The Claw was an extremely high-risk individual. He couldn’t be trusted unsupervised, by himself or with others. He was kept
in a locked room, with a small rectangular window, through which he had to be checked on every fifteen minutes. Despite this rigorous monitoring system, he somehow managed to get hold of a plastic knife, and with the flimsy utensil he cut off his penis, spraying blood all over his cell. He put the severed appendage on the end of his index finger and began showing it off like a finger puppet. The Claw seemed really happy then, very satisfied with his achievement.

The clinical definition of psychiatric nursing is “therapeutic use of self.” In hindsight, I clearly see how I ended up in psychiatry. I’ve always found it easy to connect with people. Establishing a connection requires giving someone your complete attention, without judgment. That is all you have to do; it’s that simple. I’ve always been interested in people, thankful and humbled by the diverse men and women who have let me into their lives. There is an intimacy to what I do, a connection, and a higher level of sharing. Unlocking the secret to understanding psychiatric patients is actually about suspending the need to help them. The goal is to empower people, so that they can gain enough strength to carry themselves through their own pain. To give your complete attention to a person as he or she exists is the greatest gift you can give. It can be enough to change everything.

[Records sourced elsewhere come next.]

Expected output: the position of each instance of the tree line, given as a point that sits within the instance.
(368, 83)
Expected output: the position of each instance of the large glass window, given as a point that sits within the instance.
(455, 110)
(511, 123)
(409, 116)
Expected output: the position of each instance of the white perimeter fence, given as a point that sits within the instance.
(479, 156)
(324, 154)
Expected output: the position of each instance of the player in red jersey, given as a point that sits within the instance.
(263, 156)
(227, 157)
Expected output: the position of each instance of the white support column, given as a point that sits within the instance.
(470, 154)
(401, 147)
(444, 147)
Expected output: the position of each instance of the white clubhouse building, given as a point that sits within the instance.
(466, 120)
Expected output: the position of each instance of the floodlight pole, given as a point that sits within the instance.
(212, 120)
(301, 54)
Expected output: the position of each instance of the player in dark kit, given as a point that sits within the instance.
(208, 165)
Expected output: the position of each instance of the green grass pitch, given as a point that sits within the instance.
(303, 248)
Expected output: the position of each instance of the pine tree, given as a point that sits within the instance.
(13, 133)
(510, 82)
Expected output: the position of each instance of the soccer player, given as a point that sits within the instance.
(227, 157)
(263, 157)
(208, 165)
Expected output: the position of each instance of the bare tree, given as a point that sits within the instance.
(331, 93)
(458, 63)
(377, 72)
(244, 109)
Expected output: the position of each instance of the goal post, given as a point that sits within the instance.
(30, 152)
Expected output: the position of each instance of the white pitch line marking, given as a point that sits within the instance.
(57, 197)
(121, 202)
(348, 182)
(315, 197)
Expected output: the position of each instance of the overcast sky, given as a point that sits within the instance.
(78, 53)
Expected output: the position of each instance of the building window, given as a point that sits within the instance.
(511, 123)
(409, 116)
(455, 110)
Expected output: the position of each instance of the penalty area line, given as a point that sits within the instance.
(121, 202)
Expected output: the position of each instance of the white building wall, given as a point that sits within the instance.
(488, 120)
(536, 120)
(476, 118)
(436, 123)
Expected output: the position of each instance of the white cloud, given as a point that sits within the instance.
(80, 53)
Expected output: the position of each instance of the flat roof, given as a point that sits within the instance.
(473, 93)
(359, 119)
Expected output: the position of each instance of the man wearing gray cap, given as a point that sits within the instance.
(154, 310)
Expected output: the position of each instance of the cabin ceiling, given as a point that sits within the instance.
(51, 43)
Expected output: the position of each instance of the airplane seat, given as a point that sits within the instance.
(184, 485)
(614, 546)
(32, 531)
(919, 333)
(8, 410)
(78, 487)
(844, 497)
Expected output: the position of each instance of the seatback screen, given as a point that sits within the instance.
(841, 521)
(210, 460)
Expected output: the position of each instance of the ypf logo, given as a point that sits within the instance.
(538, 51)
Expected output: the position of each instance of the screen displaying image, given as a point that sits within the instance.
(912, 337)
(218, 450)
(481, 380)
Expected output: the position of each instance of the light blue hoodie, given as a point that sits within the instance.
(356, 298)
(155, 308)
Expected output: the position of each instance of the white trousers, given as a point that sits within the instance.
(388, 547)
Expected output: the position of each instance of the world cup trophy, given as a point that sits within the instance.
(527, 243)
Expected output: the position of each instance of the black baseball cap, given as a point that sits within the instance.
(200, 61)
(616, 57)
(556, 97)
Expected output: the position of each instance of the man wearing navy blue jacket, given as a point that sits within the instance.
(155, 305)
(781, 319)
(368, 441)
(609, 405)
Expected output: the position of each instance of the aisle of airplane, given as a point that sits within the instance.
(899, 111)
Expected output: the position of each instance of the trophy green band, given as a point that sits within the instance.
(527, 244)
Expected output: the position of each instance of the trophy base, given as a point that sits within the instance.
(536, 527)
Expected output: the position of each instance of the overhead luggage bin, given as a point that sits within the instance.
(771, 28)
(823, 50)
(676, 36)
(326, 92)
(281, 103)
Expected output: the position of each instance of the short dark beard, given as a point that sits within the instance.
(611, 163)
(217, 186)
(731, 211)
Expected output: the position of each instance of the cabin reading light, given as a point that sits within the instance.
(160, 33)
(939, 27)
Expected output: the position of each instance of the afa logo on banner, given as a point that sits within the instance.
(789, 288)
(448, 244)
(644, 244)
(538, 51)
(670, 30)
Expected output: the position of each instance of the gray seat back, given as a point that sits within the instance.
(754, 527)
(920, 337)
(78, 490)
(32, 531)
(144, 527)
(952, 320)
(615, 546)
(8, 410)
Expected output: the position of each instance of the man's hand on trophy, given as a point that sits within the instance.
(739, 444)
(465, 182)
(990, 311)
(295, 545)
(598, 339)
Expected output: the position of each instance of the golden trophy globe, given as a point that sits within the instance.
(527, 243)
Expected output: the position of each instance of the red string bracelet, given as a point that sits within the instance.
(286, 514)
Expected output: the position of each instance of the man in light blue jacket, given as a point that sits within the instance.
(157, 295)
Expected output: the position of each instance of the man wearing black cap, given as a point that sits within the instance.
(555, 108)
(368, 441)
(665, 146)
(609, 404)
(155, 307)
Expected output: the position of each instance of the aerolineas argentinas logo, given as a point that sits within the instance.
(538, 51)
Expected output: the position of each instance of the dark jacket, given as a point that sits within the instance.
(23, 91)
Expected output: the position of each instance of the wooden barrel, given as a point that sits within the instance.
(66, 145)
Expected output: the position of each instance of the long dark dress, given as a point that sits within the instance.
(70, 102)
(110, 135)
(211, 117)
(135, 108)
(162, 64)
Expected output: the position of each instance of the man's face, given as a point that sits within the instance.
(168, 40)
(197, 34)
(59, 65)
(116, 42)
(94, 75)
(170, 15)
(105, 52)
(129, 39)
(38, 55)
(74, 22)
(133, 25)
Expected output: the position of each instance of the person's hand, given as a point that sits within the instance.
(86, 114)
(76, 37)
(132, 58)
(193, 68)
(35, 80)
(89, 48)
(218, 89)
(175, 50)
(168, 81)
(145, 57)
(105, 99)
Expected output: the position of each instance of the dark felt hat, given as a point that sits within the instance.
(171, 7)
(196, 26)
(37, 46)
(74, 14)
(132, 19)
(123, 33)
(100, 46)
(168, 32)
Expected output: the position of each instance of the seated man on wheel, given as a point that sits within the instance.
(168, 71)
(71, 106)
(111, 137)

I believe anger brought me to psychiatry. I’ve always advocated for the “underdog” and I hated watching people suffer, it made me angry. That great poet and philosopher Johnny Rotten once said, “Anger is an energy.” and I believe that anger lead me to psychiatry, that was the motivating force. I’ve always advocated for the “underdog” and I hated watching people being taken advantage of. I couldn’t stand seeing people suffer, or watch them
being abused, it made me angry. At the deepest level, there is a spiritual element to every relationship, and within the realm of my relationships with my patients, I have truly been tested. I’ve worked with people who have done things so sick and vile, people for whom any other sane human would wish death, people who have no redeeming qualities, people who don’t seem to be people at all. I’ve looked into eyes that reveal nothing, eyes that scare the rest of the world. But all of these people were innocent children once, before something descended on their sanity. The innocent parts may be gone forever, but I can’t forget that they were once there.

I’ve met some of the most extreme, intense, complex people on the planet. But neither these individuals nor their stories could remotely prepare me for the most complicated encounter of my life. I was about to become friends with Charles Manson.

They Represent the Law?!

I’m 1967 in Frisco from Alcatraz; this was during the hippie trip. There used to be Bohemians, and they were “hip” ‘cause they were shooting dope in the hip, and that’s what they call hippie. I was standing on the corner with a gun in my pocket. I’m not playing. I’ll do whatever it takes to survive. Don’t go messing with me. I’m going to do whatever I do. Now I see this woman on the street corner, this guy comes along and I see she got a baby in her arms and he just knocks her down. The baby falls in the gutter. He throws her dress up, goes up in her, fucks her, wipes his dick off on her dress, and walks on down the road. The cop’s standing there on the street corner. I said “Hey man.” He said, “Yeah?” I said, “Why didn’t you do something about that?” He said, “Well a lot of political pressure around here. I’m not going to get involved.” I said, “Oh, is that right? I just got out of prison, man. I got put into prison for doing less than that, been therefor years and you’re letting that happen.” I said, “Well, man, you’re supposed to be the father figure here, man, you’re supposed to be looking out for these people.” He said, “They’re not my children, my children are at home, if they didn’t want to get raped then they should stay at home. If they get raped, that’s good, maybe they’ll go home then.”